My homelab runs Tailscale, a mesh VPN that connects all my devices. So I can access Open WebUI from:

  • My Mac at home: http://100.92.38.114:3080
  • My phone on cellular: same URL via Tailscale
  • Any device on my network

No port forwarding. No exposing anything to the internet. Tailscale handles the encrypted tunnel.

I also added a “Wingman” link to my Grand Central dashboard sidebar, so getting to the AI chat is one click from my main workspace.

What I Use It For

Honestly? Everything I can’t or don’t want to ask a cloud service.

Security research questions that would get flagged. Creative writing without content warnings interrupting the flow. Brainstorming without the feeling that someone’s reading over my shoulder. Processing personal documents through RAG without uploading them to someone else’s server.

And sometimes just the peace of mind of knowing the conversation is mine. It lives on a drive I can hold in my hand. Nobody else sees it. Ever.

The Bigger Vision

The T7 drive isn’t just an AI server. It’s becoming a portable offline knowledge hub. Offline Wikipedia via Kiwix, survival guides, recipe database, programming references, entertainment. The idea is that if the internet goes down (hurricane season in Tampa is no joke), I can plug this drive into any computer and have a complete knowledge server.
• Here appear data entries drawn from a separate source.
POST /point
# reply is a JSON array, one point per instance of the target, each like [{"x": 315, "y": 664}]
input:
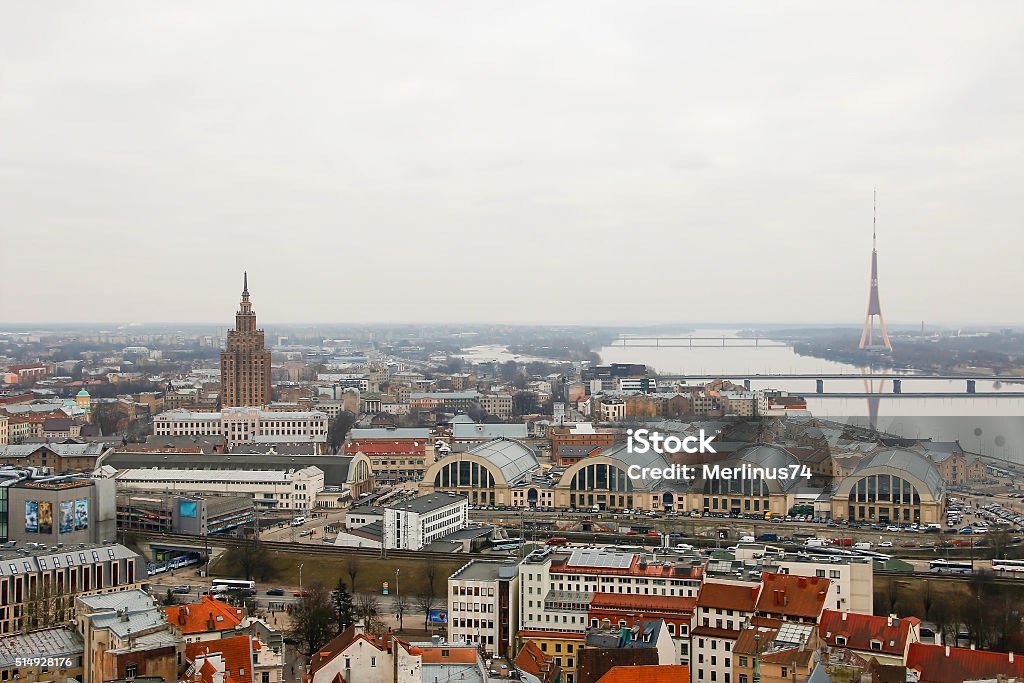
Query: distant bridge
[
  {"x": 971, "y": 382},
  {"x": 702, "y": 342}
]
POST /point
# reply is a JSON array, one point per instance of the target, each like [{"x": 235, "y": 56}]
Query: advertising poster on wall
[
  {"x": 67, "y": 517},
  {"x": 31, "y": 517},
  {"x": 46, "y": 517},
  {"x": 82, "y": 513}
]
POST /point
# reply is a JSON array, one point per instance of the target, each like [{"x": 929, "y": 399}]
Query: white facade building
[
  {"x": 270, "y": 489},
  {"x": 852, "y": 580},
  {"x": 483, "y": 605},
  {"x": 419, "y": 521},
  {"x": 241, "y": 425}
]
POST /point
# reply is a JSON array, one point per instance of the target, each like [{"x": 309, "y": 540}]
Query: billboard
[
  {"x": 82, "y": 513},
  {"x": 46, "y": 517},
  {"x": 67, "y": 516},
  {"x": 31, "y": 517}
]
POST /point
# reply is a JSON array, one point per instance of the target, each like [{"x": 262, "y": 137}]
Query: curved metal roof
[
  {"x": 513, "y": 459},
  {"x": 908, "y": 461},
  {"x": 620, "y": 452}
]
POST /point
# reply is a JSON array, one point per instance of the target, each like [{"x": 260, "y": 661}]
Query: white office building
[
  {"x": 483, "y": 605},
  {"x": 294, "y": 491},
  {"x": 241, "y": 425},
  {"x": 419, "y": 521}
]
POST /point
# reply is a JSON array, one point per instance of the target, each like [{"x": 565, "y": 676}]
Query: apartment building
[
  {"x": 558, "y": 591},
  {"x": 483, "y": 605},
  {"x": 419, "y": 521},
  {"x": 293, "y": 491},
  {"x": 39, "y": 584},
  {"x": 245, "y": 424}
]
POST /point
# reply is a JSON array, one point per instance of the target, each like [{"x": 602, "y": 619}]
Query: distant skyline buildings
[
  {"x": 245, "y": 363},
  {"x": 633, "y": 168}
]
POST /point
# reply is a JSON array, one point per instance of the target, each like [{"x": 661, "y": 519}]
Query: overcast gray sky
[{"x": 510, "y": 161}]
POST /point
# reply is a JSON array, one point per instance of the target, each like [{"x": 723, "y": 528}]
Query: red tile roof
[
  {"x": 550, "y": 635},
  {"x": 532, "y": 660},
  {"x": 236, "y": 652},
  {"x": 206, "y": 615},
  {"x": 728, "y": 596},
  {"x": 860, "y": 630},
  {"x": 455, "y": 654},
  {"x": 390, "y": 446},
  {"x": 647, "y": 674},
  {"x": 635, "y": 569},
  {"x": 339, "y": 644},
  {"x": 660, "y": 603},
  {"x": 938, "y": 664},
  {"x": 790, "y": 595}
]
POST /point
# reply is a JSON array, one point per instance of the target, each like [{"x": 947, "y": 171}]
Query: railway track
[{"x": 305, "y": 549}]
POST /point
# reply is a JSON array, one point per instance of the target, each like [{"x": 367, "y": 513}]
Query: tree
[
  {"x": 340, "y": 426},
  {"x": 344, "y": 607},
  {"x": 253, "y": 560},
  {"x": 313, "y": 619},
  {"x": 368, "y": 608},
  {"x": 352, "y": 568},
  {"x": 401, "y": 605},
  {"x": 431, "y": 575},
  {"x": 425, "y": 602}
]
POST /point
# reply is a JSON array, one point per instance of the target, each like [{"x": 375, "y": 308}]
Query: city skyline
[{"x": 415, "y": 164}]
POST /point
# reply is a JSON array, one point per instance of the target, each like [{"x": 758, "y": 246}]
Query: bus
[
  {"x": 226, "y": 585},
  {"x": 1008, "y": 565},
  {"x": 950, "y": 566}
]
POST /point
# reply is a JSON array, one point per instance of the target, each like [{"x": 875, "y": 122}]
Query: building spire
[{"x": 875, "y": 216}]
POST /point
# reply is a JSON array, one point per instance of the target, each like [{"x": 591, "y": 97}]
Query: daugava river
[{"x": 982, "y": 424}]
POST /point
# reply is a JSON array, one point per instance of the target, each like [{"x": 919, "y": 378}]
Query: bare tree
[
  {"x": 401, "y": 605},
  {"x": 431, "y": 575},
  {"x": 368, "y": 607},
  {"x": 352, "y": 569},
  {"x": 313, "y": 619},
  {"x": 425, "y": 602}
]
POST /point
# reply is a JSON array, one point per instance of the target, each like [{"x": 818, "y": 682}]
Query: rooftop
[
  {"x": 486, "y": 570},
  {"x": 428, "y": 503},
  {"x": 26, "y": 559},
  {"x": 48, "y": 643},
  {"x": 156, "y": 474}
]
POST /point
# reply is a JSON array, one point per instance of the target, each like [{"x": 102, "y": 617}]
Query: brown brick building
[{"x": 245, "y": 365}]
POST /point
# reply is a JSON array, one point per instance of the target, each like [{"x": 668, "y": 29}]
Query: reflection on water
[{"x": 992, "y": 426}]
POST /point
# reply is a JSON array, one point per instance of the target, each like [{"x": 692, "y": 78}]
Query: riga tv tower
[{"x": 873, "y": 307}]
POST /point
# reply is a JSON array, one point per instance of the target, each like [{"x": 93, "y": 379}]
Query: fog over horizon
[{"x": 590, "y": 163}]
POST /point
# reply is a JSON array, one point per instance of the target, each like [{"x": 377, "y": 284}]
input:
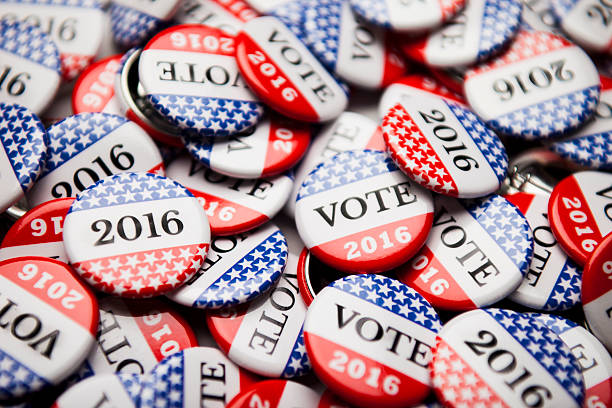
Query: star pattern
[
  {"x": 25, "y": 141},
  {"x": 392, "y": 295},
  {"x": 250, "y": 276}
]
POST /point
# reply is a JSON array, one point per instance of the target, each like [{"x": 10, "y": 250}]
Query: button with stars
[
  {"x": 87, "y": 147},
  {"x": 477, "y": 253},
  {"x": 542, "y": 87},
  {"x": 370, "y": 339},
  {"x": 500, "y": 358},
  {"x": 136, "y": 235},
  {"x": 444, "y": 147}
]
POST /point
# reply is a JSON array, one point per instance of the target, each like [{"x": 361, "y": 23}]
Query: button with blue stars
[
  {"x": 370, "y": 339},
  {"x": 477, "y": 253},
  {"x": 501, "y": 358},
  {"x": 237, "y": 269},
  {"x": 542, "y": 87}
]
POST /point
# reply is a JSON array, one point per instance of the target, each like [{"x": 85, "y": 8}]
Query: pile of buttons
[{"x": 305, "y": 203}]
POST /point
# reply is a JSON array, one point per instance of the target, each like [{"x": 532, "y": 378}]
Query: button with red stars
[
  {"x": 285, "y": 75},
  {"x": 542, "y": 87},
  {"x": 358, "y": 212},
  {"x": 136, "y": 235},
  {"x": 49, "y": 319},
  {"x": 370, "y": 339},
  {"x": 444, "y": 146},
  {"x": 266, "y": 149},
  {"x": 87, "y": 147},
  {"x": 477, "y": 253},
  {"x": 232, "y": 205},
  {"x": 580, "y": 213},
  {"x": 500, "y": 358}
]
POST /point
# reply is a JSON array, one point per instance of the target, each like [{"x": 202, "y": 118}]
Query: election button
[
  {"x": 30, "y": 73},
  {"x": 593, "y": 359},
  {"x": 580, "y": 213},
  {"x": 126, "y": 235},
  {"x": 369, "y": 338},
  {"x": 444, "y": 147},
  {"x": 38, "y": 232},
  {"x": 477, "y": 253},
  {"x": 481, "y": 30},
  {"x": 285, "y": 75},
  {"x": 23, "y": 153},
  {"x": 542, "y": 87},
  {"x": 268, "y": 148},
  {"x": 237, "y": 269},
  {"x": 357, "y": 52},
  {"x": 597, "y": 292},
  {"x": 48, "y": 319},
  {"x": 553, "y": 280},
  {"x": 265, "y": 336},
  {"x": 87, "y": 147},
  {"x": 497, "y": 357},
  {"x": 195, "y": 377},
  {"x": 232, "y": 205}
]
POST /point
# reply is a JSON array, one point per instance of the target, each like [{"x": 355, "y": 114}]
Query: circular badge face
[
  {"x": 285, "y": 75},
  {"x": 191, "y": 78},
  {"x": 553, "y": 280},
  {"x": 370, "y": 340},
  {"x": 30, "y": 66},
  {"x": 580, "y": 213},
  {"x": 87, "y": 147},
  {"x": 50, "y": 319},
  {"x": 265, "y": 336},
  {"x": 359, "y": 213},
  {"x": 232, "y": 205},
  {"x": 444, "y": 147},
  {"x": 477, "y": 253},
  {"x": 496, "y": 357},
  {"x": 94, "y": 91},
  {"x": 597, "y": 292},
  {"x": 24, "y": 150},
  {"x": 126, "y": 235},
  {"x": 355, "y": 51},
  {"x": 237, "y": 269},
  {"x": 542, "y": 87},
  {"x": 196, "y": 377},
  {"x": 271, "y": 147},
  {"x": 38, "y": 232}
]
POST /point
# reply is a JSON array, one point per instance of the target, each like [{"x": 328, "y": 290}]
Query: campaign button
[
  {"x": 497, "y": 357},
  {"x": 30, "y": 66},
  {"x": 49, "y": 320},
  {"x": 597, "y": 292},
  {"x": 481, "y": 30},
  {"x": 580, "y": 213},
  {"x": 232, "y": 205},
  {"x": 266, "y": 335},
  {"x": 237, "y": 269},
  {"x": 369, "y": 338},
  {"x": 87, "y": 147},
  {"x": 266, "y": 149},
  {"x": 477, "y": 253},
  {"x": 351, "y": 212},
  {"x": 126, "y": 235},
  {"x": 444, "y": 147},
  {"x": 195, "y": 377},
  {"x": 38, "y": 232},
  {"x": 24, "y": 150},
  {"x": 553, "y": 280},
  {"x": 190, "y": 76},
  {"x": 542, "y": 87},
  {"x": 285, "y": 75}
]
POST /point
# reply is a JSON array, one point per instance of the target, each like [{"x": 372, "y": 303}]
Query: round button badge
[{"x": 136, "y": 235}]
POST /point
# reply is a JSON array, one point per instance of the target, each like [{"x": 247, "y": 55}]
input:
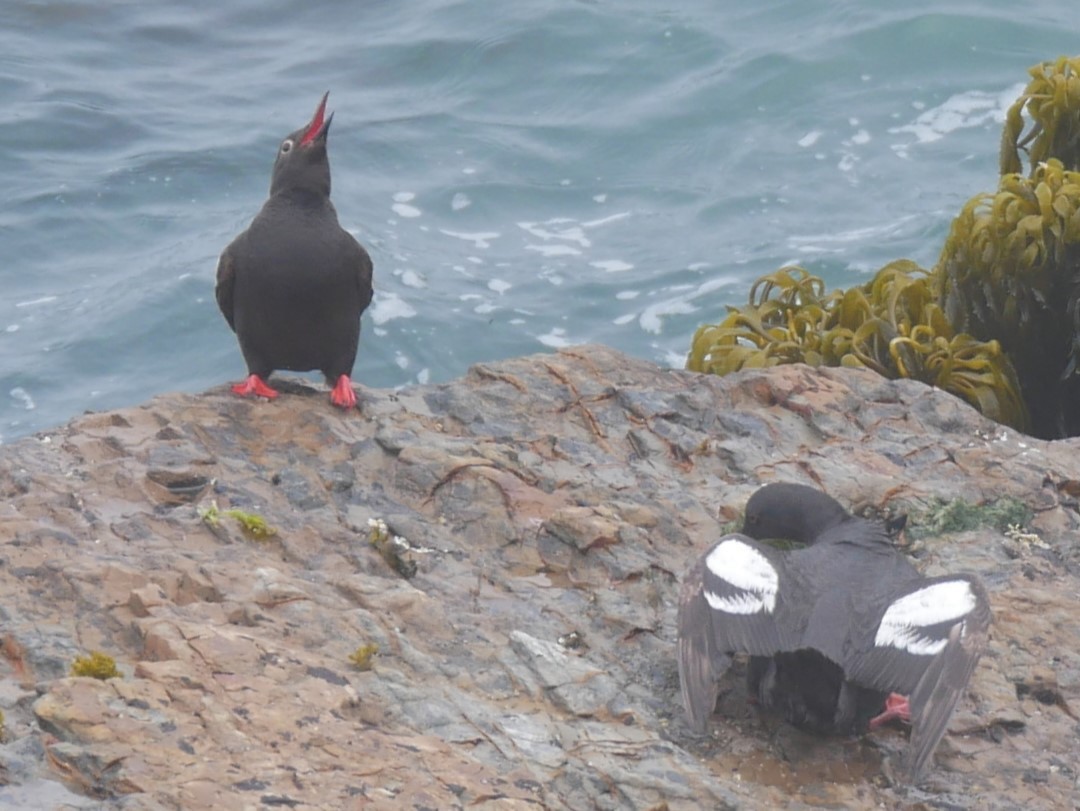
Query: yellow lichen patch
[
  {"x": 363, "y": 656},
  {"x": 95, "y": 665}
]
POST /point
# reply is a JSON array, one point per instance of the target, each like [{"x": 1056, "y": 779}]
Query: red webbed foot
[
  {"x": 342, "y": 395},
  {"x": 895, "y": 707},
  {"x": 254, "y": 387}
]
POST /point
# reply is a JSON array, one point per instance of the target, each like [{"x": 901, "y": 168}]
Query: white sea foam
[
  {"x": 22, "y": 396},
  {"x": 612, "y": 266},
  {"x": 36, "y": 301},
  {"x": 651, "y": 318},
  {"x": 557, "y": 228},
  {"x": 554, "y": 249},
  {"x": 605, "y": 220},
  {"x": 390, "y": 306},
  {"x": 971, "y": 108},
  {"x": 836, "y": 242},
  {"x": 478, "y": 239},
  {"x": 556, "y": 338},
  {"x": 412, "y": 279}
]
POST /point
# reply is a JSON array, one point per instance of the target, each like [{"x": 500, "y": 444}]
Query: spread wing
[
  {"x": 226, "y": 282},
  {"x": 733, "y": 599},
  {"x": 926, "y": 641}
]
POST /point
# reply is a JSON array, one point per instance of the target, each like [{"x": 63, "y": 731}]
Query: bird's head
[
  {"x": 302, "y": 163},
  {"x": 792, "y": 512}
]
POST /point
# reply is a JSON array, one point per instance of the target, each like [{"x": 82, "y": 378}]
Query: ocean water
[{"x": 525, "y": 175}]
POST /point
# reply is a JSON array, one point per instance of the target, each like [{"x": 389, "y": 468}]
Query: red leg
[
  {"x": 254, "y": 387},
  {"x": 342, "y": 395},
  {"x": 895, "y": 707}
]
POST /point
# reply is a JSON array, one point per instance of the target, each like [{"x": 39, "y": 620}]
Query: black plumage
[
  {"x": 294, "y": 285},
  {"x": 832, "y": 627}
]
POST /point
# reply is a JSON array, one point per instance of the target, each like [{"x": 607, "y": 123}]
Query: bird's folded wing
[
  {"x": 729, "y": 603},
  {"x": 926, "y": 643},
  {"x": 223, "y": 291}
]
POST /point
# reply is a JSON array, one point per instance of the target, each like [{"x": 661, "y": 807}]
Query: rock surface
[{"x": 550, "y": 505}]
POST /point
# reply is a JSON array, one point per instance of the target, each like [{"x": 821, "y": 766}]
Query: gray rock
[{"x": 549, "y": 507}]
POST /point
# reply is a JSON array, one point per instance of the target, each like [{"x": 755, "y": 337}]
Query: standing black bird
[
  {"x": 834, "y": 627},
  {"x": 293, "y": 285}
]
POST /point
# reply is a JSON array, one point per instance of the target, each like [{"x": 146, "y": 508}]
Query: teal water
[{"x": 525, "y": 175}]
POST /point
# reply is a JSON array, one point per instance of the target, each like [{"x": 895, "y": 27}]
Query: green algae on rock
[
  {"x": 96, "y": 665},
  {"x": 893, "y": 325},
  {"x": 253, "y": 524}
]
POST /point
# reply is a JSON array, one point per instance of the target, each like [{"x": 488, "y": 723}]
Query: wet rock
[{"x": 547, "y": 508}]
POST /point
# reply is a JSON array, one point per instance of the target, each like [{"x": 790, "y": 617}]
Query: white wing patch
[
  {"x": 904, "y": 619},
  {"x": 745, "y": 568}
]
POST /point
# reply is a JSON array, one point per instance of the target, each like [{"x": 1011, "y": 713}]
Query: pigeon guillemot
[
  {"x": 293, "y": 285},
  {"x": 834, "y": 630}
]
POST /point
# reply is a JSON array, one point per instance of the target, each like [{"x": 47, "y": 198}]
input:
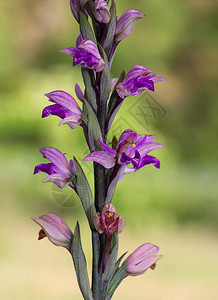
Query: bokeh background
[{"x": 175, "y": 207}]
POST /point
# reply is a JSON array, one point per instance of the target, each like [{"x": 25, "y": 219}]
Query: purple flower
[
  {"x": 55, "y": 229},
  {"x": 126, "y": 23},
  {"x": 108, "y": 221},
  {"x": 101, "y": 11},
  {"x": 143, "y": 258},
  {"x": 66, "y": 108},
  {"x": 136, "y": 81},
  {"x": 76, "y": 7},
  {"x": 131, "y": 148},
  {"x": 86, "y": 54},
  {"x": 59, "y": 170}
]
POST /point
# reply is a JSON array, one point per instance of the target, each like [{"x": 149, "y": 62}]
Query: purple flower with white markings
[
  {"x": 59, "y": 170},
  {"x": 55, "y": 229},
  {"x": 131, "y": 149},
  {"x": 143, "y": 258},
  {"x": 65, "y": 108},
  {"x": 86, "y": 55},
  {"x": 101, "y": 11},
  {"x": 136, "y": 81},
  {"x": 126, "y": 23}
]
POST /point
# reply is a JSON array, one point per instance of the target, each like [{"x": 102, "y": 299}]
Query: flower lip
[
  {"x": 86, "y": 55},
  {"x": 101, "y": 11},
  {"x": 59, "y": 170},
  {"x": 143, "y": 258},
  {"x": 55, "y": 229},
  {"x": 108, "y": 221}
]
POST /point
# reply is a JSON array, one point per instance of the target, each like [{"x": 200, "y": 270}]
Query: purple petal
[
  {"x": 64, "y": 99},
  {"x": 60, "y": 179},
  {"x": 147, "y": 160},
  {"x": 56, "y": 157},
  {"x": 140, "y": 85},
  {"x": 107, "y": 149},
  {"x": 101, "y": 11},
  {"x": 79, "y": 92},
  {"x": 134, "y": 73},
  {"x": 126, "y": 134},
  {"x": 79, "y": 40},
  {"x": 148, "y": 147},
  {"x": 72, "y": 166},
  {"x": 126, "y": 23},
  {"x": 124, "y": 158},
  {"x": 72, "y": 120},
  {"x": 102, "y": 158},
  {"x": 158, "y": 78},
  {"x": 46, "y": 168},
  {"x": 55, "y": 110}
]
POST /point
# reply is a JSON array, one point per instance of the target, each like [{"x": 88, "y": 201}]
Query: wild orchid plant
[{"x": 101, "y": 100}]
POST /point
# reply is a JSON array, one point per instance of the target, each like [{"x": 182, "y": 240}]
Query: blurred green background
[{"x": 175, "y": 207}]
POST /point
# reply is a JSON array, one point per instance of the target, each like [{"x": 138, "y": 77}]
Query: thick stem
[{"x": 96, "y": 274}]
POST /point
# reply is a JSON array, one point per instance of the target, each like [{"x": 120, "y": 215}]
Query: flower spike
[
  {"x": 143, "y": 258},
  {"x": 59, "y": 170}
]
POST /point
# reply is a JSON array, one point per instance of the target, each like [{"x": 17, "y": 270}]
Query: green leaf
[
  {"x": 85, "y": 28},
  {"x": 85, "y": 194},
  {"x": 80, "y": 265},
  {"x": 116, "y": 280},
  {"x": 89, "y": 81},
  {"x": 111, "y": 29},
  {"x": 94, "y": 130},
  {"x": 111, "y": 263},
  {"x": 105, "y": 84}
]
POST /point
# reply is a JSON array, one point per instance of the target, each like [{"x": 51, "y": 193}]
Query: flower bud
[
  {"x": 143, "y": 258},
  {"x": 108, "y": 222},
  {"x": 101, "y": 11},
  {"x": 126, "y": 23},
  {"x": 55, "y": 229}
]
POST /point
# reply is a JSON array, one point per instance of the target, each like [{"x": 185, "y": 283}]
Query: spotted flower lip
[
  {"x": 143, "y": 258},
  {"x": 101, "y": 11},
  {"x": 108, "y": 221},
  {"x": 86, "y": 55},
  {"x": 136, "y": 81},
  {"x": 65, "y": 107},
  {"x": 131, "y": 149},
  {"x": 126, "y": 23},
  {"x": 55, "y": 229},
  {"x": 59, "y": 170}
]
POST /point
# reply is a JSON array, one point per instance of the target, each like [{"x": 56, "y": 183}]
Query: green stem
[{"x": 96, "y": 275}]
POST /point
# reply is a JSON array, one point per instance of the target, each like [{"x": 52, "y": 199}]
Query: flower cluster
[{"x": 99, "y": 103}]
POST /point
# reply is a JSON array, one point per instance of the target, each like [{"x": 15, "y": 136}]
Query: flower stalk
[{"x": 102, "y": 98}]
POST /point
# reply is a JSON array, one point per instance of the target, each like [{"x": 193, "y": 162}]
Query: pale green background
[{"x": 175, "y": 207}]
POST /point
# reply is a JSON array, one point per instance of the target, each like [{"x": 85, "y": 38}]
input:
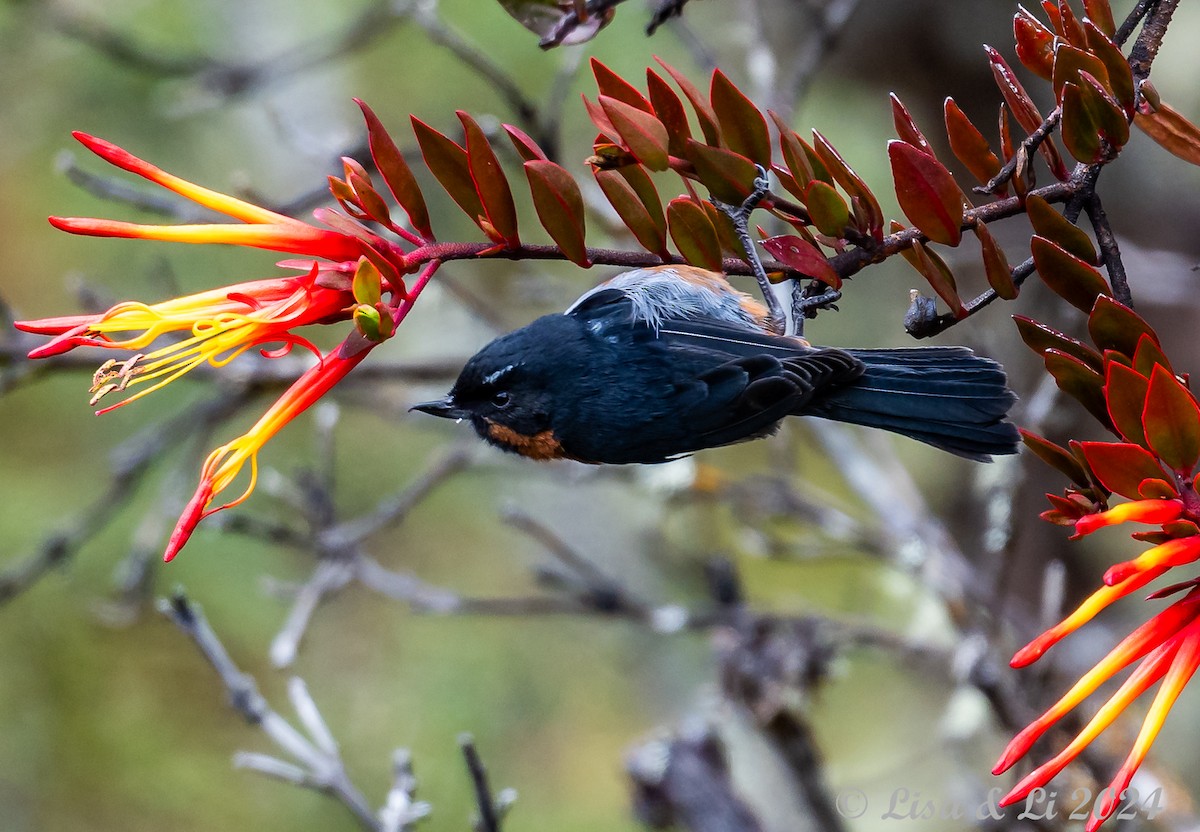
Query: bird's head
[{"x": 505, "y": 390}]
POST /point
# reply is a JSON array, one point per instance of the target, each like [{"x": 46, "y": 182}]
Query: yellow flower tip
[{"x": 1153, "y": 512}]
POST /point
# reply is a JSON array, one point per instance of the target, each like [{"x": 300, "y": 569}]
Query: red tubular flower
[
  {"x": 1167, "y": 648},
  {"x": 227, "y": 461},
  {"x": 217, "y": 325}
]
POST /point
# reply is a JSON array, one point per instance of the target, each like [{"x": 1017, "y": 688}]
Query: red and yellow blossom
[
  {"x": 348, "y": 273},
  {"x": 1155, "y": 467}
]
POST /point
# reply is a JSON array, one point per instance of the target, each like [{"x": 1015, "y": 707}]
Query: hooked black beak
[{"x": 447, "y": 408}]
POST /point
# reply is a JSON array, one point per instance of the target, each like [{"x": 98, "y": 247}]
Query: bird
[{"x": 663, "y": 361}]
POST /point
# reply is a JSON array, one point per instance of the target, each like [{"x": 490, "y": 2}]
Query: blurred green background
[{"x": 111, "y": 722}]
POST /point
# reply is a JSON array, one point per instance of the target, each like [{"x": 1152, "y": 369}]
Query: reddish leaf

AI that works without internet. Wikipedia that works without internet. Recipes, maps, reference docs. All on one bus-powered SSD.

But that’s a story for another post.

How to Do This Yourself

  1. Get any computer with Docker installed
  2. docker compose up -d with the Ollama + Open WebUI stack
  3. docker exec ollama ollama pull dolphin-llama3:8b
  4. Open http://localhost:3080 in your browser
  5. Create an admin account
  6. Start chatting

Total setup time: about 20 minutes, most of which is waiting for model downloads. Total cost if you already have a computer: $0.

Your own private, uncensored AI. No cloud. No subscriptions. No data leaving your house.


I run Ollama on a homelab I built for under $500. The models are open-source and free. The only ongoing cost is electricity, which is negligible for a 35-watt mini PC.